Yogurt Cheese – Labneh

If you can buy a quart of yogurt from the grocery store and you have a smidge of patience, you can also be a labneh master. This delightful treat is truly worth the short 24 hours of waiting!  If you want to do it the long way with homemade yogurt, well, rock on because it’s also an incredible treat!

Labneh is a yogurt cheese made simply by straining the whey out of regular ol’ yogurt, leaving behind an ultra-creamy, deliciously spreadable “cheese” in it’s wake.  The possibilities for this cheese are endless, and we have only hit the tip of the iceberg.  Spread it on homemade bread with a generous dollop of honey – yes please.  Drizzle it with olive oil and sprinkle with cumin and salt – yes, that too.  Substitute labneh for sour cream in any soup or chili recipe – yep, sounds amazing. Add a spoonful to grilled or roasted veggies – so good.

Labneh

The process is so incredibly simple that you’ll be making it all the time.  All you need is a strainer, a bowl, and some cheesecloth.

Ingredients
1 quart of your favorite yogurt (homemade or store-bought)
1/2 tsp salt

Directions
1) Line strainer with two layers of cheesecloth.  Pour yogurt into cheesecloth and stir in salt.  Loosely gather edges of cheesecloth to form a ball.
2) Place strainer into a deep bowl.  Place bowl in refrigerator for 24 hours.
3) Remove bowl and strainer from fridge, remove cheese from cheesecloth, and enjoy!
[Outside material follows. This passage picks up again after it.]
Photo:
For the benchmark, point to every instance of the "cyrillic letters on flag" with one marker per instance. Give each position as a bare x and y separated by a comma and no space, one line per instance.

That’s it!  Every once in awhile when I open the refrigerator, I like to check on the status of the whey that has been released. Every few hours, you can pour out the whey and see if the yogurt has reached the consistency that you’d like.  I typically save the whey as it drains from the cheese in a separate bowl for the animals to also enjoy!